They galloped together down the regimental front. The friend
scrambled after them. In front of the colors the three men
began to bawl: "Come on! come on!" They danced and gyrated
like tortured savages.
The flag, obedient to these appeals, bended its glittering form
and swept toward them. The men wavered in indecision for a moment,
and then with a long, wailful cry the dilapidated regiment surged
forward and began its new journey.
Over the field went the scurrying mass. It was a handful of men
splattered into the faces of the enemy. Toward it instantly
sprang the yellow tongues. A vast quantity of blue smoke hung
before them. A mighty banging made ears valueless.
The youth ran like a madman to reach the woods before a bullet
could discover him. He ducked his head low, like a football player.
In his haste his eyes almost closed, and the scene was a wild blur.
Pulsating saliva stood at the corners of his mouth.
Within him, as he hurled himself forward, was born a love, a
despairing fondness for this flag which was near him. It was
a creation of beauty and invulnerability. It was a goddess,
radiant, that bended its form with an imperious gesture to him.

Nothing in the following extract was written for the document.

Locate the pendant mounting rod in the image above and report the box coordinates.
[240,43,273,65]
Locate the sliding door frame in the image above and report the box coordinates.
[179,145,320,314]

It was a woman, red and white, hating and loving, that called
him with the voice of his hopes. Because no harm could come to
it he endowed it with power. He kept near, as if it could be a
saver of lives, and an imploring cry went from his mind.
In the mad scramble he was aware that the color sergeant
flinched suddenly, as if struck by a bludgeon. He faltered,
and then became motionless, save for his quivering knees.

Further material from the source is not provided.